Back in the early 1980s, a college-going gang of impecunious layabouts had the regular loan of a Conor Pass cottage, complete with water from the stream and heat from turf — apologies, but Dingle still makes me come over all Peig Sayers-ish.
Then, the most exotic you’d get was fresh ground coffee and a toastie in An Cafe Liteartha, great scones out at Slea Head’s pottery cafes, and, at a push, a bulb of garlic or perhaps a bell pepper in Garvey’s SuperValu.
Now, its food — like its visitors — comes from all sections of the globe, but the very best is reared on the hillsides or hauled out of the seas.
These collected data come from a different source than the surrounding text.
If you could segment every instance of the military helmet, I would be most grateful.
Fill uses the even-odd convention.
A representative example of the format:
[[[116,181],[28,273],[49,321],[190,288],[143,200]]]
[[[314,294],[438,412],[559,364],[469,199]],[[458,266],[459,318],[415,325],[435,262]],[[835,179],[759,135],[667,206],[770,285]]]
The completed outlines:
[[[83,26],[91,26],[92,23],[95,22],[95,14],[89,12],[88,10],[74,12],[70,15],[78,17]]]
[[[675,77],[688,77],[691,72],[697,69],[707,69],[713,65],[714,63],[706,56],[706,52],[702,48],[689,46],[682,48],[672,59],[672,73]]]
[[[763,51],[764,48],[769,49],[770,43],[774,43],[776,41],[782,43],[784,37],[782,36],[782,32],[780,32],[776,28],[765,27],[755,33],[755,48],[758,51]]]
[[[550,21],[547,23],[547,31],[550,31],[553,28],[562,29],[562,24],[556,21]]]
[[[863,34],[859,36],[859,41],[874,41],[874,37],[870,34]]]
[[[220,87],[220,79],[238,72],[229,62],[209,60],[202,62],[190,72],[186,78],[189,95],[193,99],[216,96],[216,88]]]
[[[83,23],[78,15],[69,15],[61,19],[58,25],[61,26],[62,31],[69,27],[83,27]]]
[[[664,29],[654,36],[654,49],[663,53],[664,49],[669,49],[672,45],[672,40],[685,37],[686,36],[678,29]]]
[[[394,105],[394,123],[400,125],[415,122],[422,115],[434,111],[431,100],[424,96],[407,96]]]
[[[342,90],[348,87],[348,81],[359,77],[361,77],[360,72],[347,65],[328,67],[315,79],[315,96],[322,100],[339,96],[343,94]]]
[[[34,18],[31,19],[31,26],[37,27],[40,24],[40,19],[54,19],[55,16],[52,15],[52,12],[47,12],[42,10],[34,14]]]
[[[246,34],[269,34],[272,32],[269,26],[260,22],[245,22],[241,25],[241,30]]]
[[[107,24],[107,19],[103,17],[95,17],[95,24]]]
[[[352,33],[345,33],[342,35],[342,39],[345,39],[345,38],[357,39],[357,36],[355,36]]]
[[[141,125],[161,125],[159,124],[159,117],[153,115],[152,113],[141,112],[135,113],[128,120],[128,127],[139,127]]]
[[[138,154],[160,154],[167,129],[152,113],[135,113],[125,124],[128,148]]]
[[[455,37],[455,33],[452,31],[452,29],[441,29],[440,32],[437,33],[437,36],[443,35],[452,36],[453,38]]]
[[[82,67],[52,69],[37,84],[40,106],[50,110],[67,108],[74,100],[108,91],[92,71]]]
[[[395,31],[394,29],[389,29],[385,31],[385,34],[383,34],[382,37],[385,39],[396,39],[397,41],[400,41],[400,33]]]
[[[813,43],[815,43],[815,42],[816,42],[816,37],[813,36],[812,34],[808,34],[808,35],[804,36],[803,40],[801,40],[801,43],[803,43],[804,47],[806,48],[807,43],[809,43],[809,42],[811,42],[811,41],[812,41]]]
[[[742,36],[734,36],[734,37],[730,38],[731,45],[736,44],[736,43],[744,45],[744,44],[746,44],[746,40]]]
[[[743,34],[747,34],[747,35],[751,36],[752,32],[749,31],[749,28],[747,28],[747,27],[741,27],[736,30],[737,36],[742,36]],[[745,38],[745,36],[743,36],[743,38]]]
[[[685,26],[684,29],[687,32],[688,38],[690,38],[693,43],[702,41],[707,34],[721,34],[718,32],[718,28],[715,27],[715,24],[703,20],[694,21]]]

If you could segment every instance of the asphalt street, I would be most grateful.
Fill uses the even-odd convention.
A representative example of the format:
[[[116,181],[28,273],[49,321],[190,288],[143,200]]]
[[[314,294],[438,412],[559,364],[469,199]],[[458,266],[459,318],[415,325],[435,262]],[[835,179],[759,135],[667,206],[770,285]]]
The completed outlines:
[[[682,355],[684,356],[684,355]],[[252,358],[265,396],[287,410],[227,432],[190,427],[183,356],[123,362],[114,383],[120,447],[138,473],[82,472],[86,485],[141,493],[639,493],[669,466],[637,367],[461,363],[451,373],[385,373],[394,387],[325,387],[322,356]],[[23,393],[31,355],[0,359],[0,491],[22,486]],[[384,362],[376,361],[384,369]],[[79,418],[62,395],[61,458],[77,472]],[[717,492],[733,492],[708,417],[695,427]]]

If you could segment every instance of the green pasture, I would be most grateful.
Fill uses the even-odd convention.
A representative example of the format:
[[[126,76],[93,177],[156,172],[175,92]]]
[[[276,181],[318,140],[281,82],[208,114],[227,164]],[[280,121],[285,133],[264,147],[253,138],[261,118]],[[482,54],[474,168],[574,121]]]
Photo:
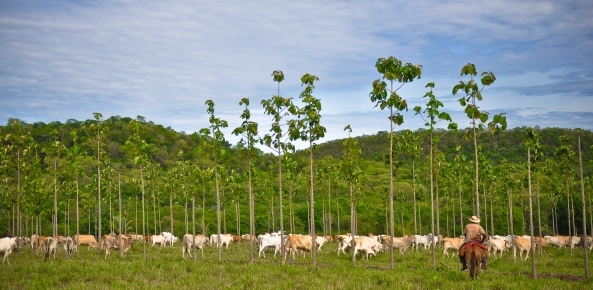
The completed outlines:
[[[323,246],[317,266],[311,257],[287,259],[266,251],[267,258],[249,263],[249,245],[233,244],[223,249],[218,262],[216,248],[206,247],[205,258],[199,251],[194,261],[181,258],[181,245],[173,248],[147,247],[136,243],[125,258],[114,251],[107,260],[97,251],[83,247],[70,259],[63,249],[57,258],[45,261],[31,252],[30,245],[10,256],[2,266],[1,289],[593,289],[584,279],[583,251],[547,248],[537,254],[540,277],[531,278],[531,261],[513,261],[512,253],[491,258],[489,269],[477,280],[460,271],[457,257],[444,257],[437,248],[437,267],[432,269],[431,252],[410,249],[394,253],[395,268],[389,269],[389,253],[369,260],[337,254],[337,243]]]

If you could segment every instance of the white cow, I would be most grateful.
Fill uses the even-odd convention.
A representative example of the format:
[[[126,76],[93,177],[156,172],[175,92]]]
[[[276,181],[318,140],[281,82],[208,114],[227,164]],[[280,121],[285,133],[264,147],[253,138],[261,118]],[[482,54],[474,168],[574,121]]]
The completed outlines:
[[[354,255],[356,256],[358,251],[363,251],[368,260],[370,255],[376,256],[376,252],[382,248],[383,245],[377,241],[377,238],[363,236],[355,239]]]
[[[56,253],[58,252],[58,238],[54,237],[47,237],[43,241],[43,251],[45,252],[45,260],[47,261],[51,258],[51,254],[54,254],[54,259],[56,258]]]
[[[165,237],[162,235],[152,235],[150,237],[150,242],[152,243],[152,247],[154,247],[155,244],[159,244],[163,247],[165,245]]]
[[[64,238],[64,252],[66,252],[66,257],[72,257],[72,251],[74,250],[74,241],[71,237]]]
[[[8,256],[12,253],[12,248],[16,246],[16,238],[2,238],[0,239],[0,253],[4,254],[2,264],[6,261],[9,265]]]
[[[418,252],[418,245],[423,245],[424,249],[430,249],[430,245],[432,244],[433,237],[432,234],[428,234],[425,236],[421,235],[414,235],[414,248],[416,248],[416,252]]]
[[[266,257],[266,253],[264,252],[267,248],[274,248],[274,258],[276,258],[276,253],[281,250],[281,236],[277,233],[272,234],[264,234],[259,239],[259,254],[258,257],[261,257],[261,254],[264,254],[264,258]]]
[[[499,240],[493,237],[490,237],[489,240],[490,247],[488,248],[488,250],[492,249],[494,251],[494,257],[496,257],[496,254],[498,253],[498,257],[500,258],[502,256],[502,251],[504,251],[504,249],[512,247],[512,245],[509,244],[507,240]]]
[[[181,246],[181,256],[185,259],[185,253],[187,252],[189,257],[193,258],[191,256],[191,249],[196,248],[202,251],[202,258],[204,258],[204,245],[208,245],[208,242],[208,237],[204,235],[196,235],[194,237],[192,234],[185,234],[183,236],[183,245]]]
[[[327,238],[322,236],[315,237],[315,244],[317,245],[317,251],[321,251],[321,246],[327,243]]]
[[[170,245],[173,246],[173,234],[170,232],[162,232],[161,236],[165,237],[165,243],[164,245]]]
[[[566,246],[564,239],[560,236],[544,236],[544,239],[546,239],[548,245],[553,245],[558,248],[564,248],[564,246]]]
[[[218,234],[210,235],[210,243],[217,247],[225,246],[225,248],[228,249],[232,241],[233,236],[231,234],[220,234],[220,241],[218,240]]]

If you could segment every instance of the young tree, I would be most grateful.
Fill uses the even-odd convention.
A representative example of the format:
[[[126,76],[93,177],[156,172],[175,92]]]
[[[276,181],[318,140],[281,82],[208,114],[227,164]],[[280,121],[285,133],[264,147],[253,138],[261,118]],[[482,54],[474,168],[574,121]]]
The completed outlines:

In Dingle, you can walk out the bay by the lighthouse and quite probably see free-ranging Fungi for free, or you can take one of the hourly boat trips from the pier to get even closer (and he really is a showtime must-see for small children). You can increase your knowledge in things undersea by visiting the Seal Sanctuary, or by a visit to the town-based Dingle Oceanworld Aquarium (€30 for a family ticket), with its sharks, turtles and platoon of Gentoo penquins on parade. If seeing these stand-up comedians of the Antarctic being fed gives you a pang for fresh fish, you can go out angling with Dingle Bay Charters, who offer a ‘catch and cook’ experience among their trips’ menu. Memo to self: having done the Blasket Visitor Centre (open March-October), next time, make time for an actual boat trip out to the Blaskets.
Dingle’s an all-year round, all-seasons, world-class venue, on the ocean’s doorstep. When the sun shines, it’s sublime. If it’s overcast or wet, the mood-music shifts and the mountains and islands get draped in cloud-cloaks, a painter or photographer’s dream. Flicks like Ryan’s Daughter, and the later and lesser Far and Away, have put it its raw, elemental, Blasket-blasted beauty up in Hollywood lights, but nothing beats a real-life visit. Despite best efforts, you’ll leave it hungry for more.